Na economia da Directiva 70/524, relativa aos aditivos na alimentação para animais, as disposições transitórias do artigo
9.°-H não se opõem a que, paralelamente ao processo puramente administrativo de substituição da autorização provisória de
um aditivo por uma autorização definitiva, seja posta em prática uma medida de salvaguarda nos termos do artigo 11.° desta
directiva ou um procedimento de supressão do aditivo baseado no artigo 9.°-M da referida directiva. Em especial, tendo em conta o carácter formal do controlo efectuado para efeitos da concessão de uma nova autorização com
base no artigo 9.°-H da Directiva 70/524, a concessão de uma autorização nos termos dessa disposição não é de molde a criar
uma presunção relativa à inocuidade da substância considerada nem, por conseguinte, a influenciar a análise totalmente autónoma
da referida substância efectuada no âmbito do processo de reavaliação. cf. n.
os 112-113
- 2.
O princípio da precaução constitui um princípio geral do direito comunitário que impõe às autoridades em questão que tomem,
no quadro preciso do exercício das competências que lhes são atribuídas pela legislação pertinente, medidas adequadas para
evitar certos riscos potenciais para a saúde pública, a segurança e o ambiente, dando prevalência aos imperativos ligados
à protecção destes interesses sobre os interesses económicos. Como as instituições comunitárias são responsáveis, em todos
os seus domínios de acção, pela protecção da saúde pública, da segurança e do ambiente, o princípio da precaução pode ser
considerado um princípio autónomo decorrente dos artigos 3.°, alínea p), CE, 6.° CE, 152.°, n.° 1, CE, 153.°, n.
os 1 e 2, CE e 174.°, n.
os 1 e 2, CE. No domínio da saúde pública, o princípio da precaução implica que, quando subsistem incertezas quanto à existência ou ao alcance
de riscos para a saúde das pessoas, as instituições podem tomar medidas de precaução sem terem de esperar que a realidade
e a gravidade destes riscos estejam plenamente demonstradas. Quando a avaliação científica não permite determinar a existência do risco com suficiente certeza, o recurso ou não ao princípio
da precaução depende do nível de protecção escolhido pela autoridade competente no exercício do seu poder discricionário,
tendo em conta as prioridades que define à luz dos objectivos que prossegue, em conformidade com as normas pertinentes do
Tratado e do direito derivado. Essa escolha deve, porém, ser conforme ao princípio da prevalência da protecção da saúde pública,
da segurança e do ambiente sobre os interesses económicos, assim como aos princípios da proporcionalidade e da não discriminação.
cf. n.
os 121, 122, 125
- 3.
No domínio dos aditivos para alimentação dos animais, a existência de indícios sérios que, sem afastarem a incerteza científica,
permitam pôr em dúvida, razoavelmente, a inocuidade de uma substância justifica a revogação da autorização dessa substância.

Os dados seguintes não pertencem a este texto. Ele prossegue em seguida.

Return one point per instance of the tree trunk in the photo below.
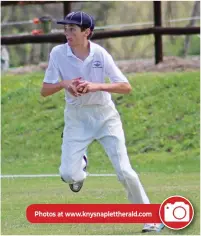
(195, 12)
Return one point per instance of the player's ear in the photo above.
(87, 32)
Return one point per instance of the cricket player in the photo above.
(80, 68)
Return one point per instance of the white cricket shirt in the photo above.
(64, 65)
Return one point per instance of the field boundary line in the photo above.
(50, 175)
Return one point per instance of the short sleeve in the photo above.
(112, 71)
(52, 72)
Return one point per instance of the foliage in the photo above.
(106, 13)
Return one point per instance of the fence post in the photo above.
(158, 37)
(67, 7)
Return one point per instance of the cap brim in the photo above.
(65, 22)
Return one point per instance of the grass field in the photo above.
(161, 123)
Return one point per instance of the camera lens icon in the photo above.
(179, 211)
(176, 212)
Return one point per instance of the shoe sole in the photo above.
(75, 190)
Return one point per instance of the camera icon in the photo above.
(177, 212)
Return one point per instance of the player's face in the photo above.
(74, 35)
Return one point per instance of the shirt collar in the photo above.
(91, 53)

Com efeito, o princípio da precaução destina-se a prevenir os riscos potenciais. Inversamente, riscos puramente hipotéticos
─ assentes em simples hipóteses cientificamente não alicerçadas ─ não podem ser considerados. Com efeito, fazer depender a manutenção da autorização de uma substância da prova da inexistência de qualquer risco, mesmo
puramente hipotético, seria, ao mesmo tempo, irrealista ─ na medida em que tal prova é, regra geral, impossível de produzir
do ponto de vista científico, uma vez que um nível de
risco zero não existe na prática ─ e contrária ao princípio da proporcionalidade. Além disso, a adopção de uma medida de precaução, com vista a prevenir um risco não demonstrável no estado dos conhecimentos
científicos à data dessa adopção, mas baseado em indícios suficientemente sérios, pode, em certos casos, ser diferida em função
da natureza, da gravidade e da extensão desse risco, ponderando os diferentes interesses em causa. Nesta ponderação, a autoridade
competente goza de um amplo poder de apreciação. cf. n.
os 129, 130, 135
- 4.
Na medida em que o artigo 9.°-M, quinto travessão, da Directiva 70/524, relativa aos aditivos na alimentação para animais,
se refere a pedidos de informações dirigidos ao responsável pela colocação em circulação de um aditivo para efeitos da reavaliação
desta substância, este artigo deve ser interpretado, em relação com os princípios da segurança jurídica e da boa administração,
no sentido de que constitui a base jurídica de um direito do responsável pela colocação em circulação de um aditivo a ser
informado das principais lacunas do seu processo de autorização. Salvo situações de urgência, a Comissão não pode revogar
a autorização de um aditivo sem ter possibilitado ao seu titular a apresentação dos dados que a Comissão considera apropriados
para colmatar essas lacunas. Daí resulta que, se não se pode exigir uma notificação formal do responsável pela colocação em circulação de um aditivo pela
Comissão, não havendo nenhuma disposição processual expressa nesse sentido, este deve, no entanto, estar estreitamente associado
ao processo de reavaliação deste aditivo e pode invocar o direito a ser informado das principais lacunas do seu processo de
autorização, que impedem a manutenção da autorização. O respeito destas garantias processuais está sujeito ao controlo do tribunal no qual foi interposto recurso do regulamento
impugnado que põe fim ao processo de reavaliação. cf. n.